Bonjour Rav,
J’ai donné une somme d’argent à une personne qui pensait qu’on ne l’avait pas encore payée, alors qu’en réalité elle avait déjà été payée. Cette personne a volontairement agi de façon malhonnête pour que je donne cet argent. Moi, je l’ai donné pour faire le Chalom.
Est-ce que je peux considérer cette somme comme déjà donnée pour le Ma'asser, même si ce n’était pas un don “classique” mais donné pour faire le Chalom ?
Merci Rav.
Bonjour,
Vous avez versé une somme d’argent à une personne, non pas parce qu’elle y avait droit, mais pour éviter un conflit ou une tension.
Cette personne a agi de manière malhonnête, puisqu’elle avait déjà reçu ce paiement auparavant. Vous précisez que vous étiez conscient de la situation douteuse, mais que vous avez tout de même préféré lui donner l’argent, dans le but de préserver le Chalom et d’éviter une dispute.
Votre question est donc : cette somme, donnée uniquement pour préserver le Chalom et non dans l’intention de faire une Mitsva de Tsédaka, peut-elle tout de même être considérée comme faisant partie du Ma‘asser ?
Réponse : si la personne est dans le besoin et peut être qualifiée de "personne nécessiteuse", vous pouvez considérer la somme donnée comme du Ma'asser. Si ce n'est pas le cas : non.

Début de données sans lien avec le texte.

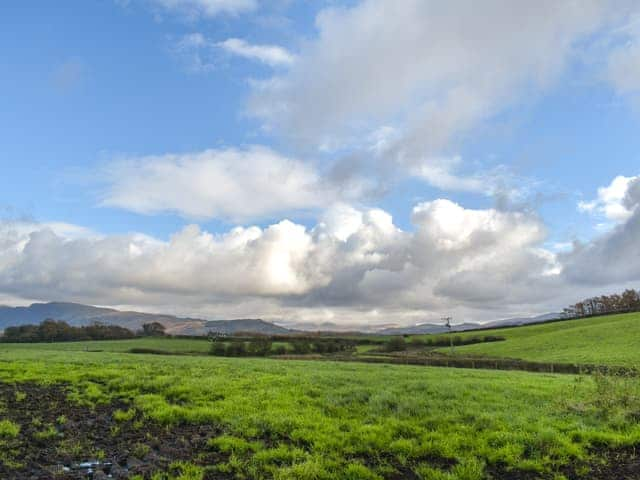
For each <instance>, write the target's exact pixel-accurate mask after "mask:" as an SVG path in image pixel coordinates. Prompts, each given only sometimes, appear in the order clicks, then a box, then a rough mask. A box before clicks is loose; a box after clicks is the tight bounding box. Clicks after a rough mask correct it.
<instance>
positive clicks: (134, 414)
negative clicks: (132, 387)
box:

Cela dit, votre geste reste d’une grande valeur spirituelle et vous méritez toutes les félicitations : céder pour préserver le Chalom est une Mitsva immense. Nos Sages, les 'Hakhamim, traitent du Chalom dans les Midrachim ainsi que dans le Talmud et dévoilent à son sujet, des choses extraordinaires. Votre décision d’éviter la dispute est sans aucun doute, précieuse aux yeux d’Hachem, même si elle ne s’inscrit pas, toujours, techniquement dans le cadre du Ma‘asser.
Nous sommes à votre disposition, Bé’ézrat Hachem, pour toute question supplémentaire.
Qu'Hachem vous protège et vous bénisse.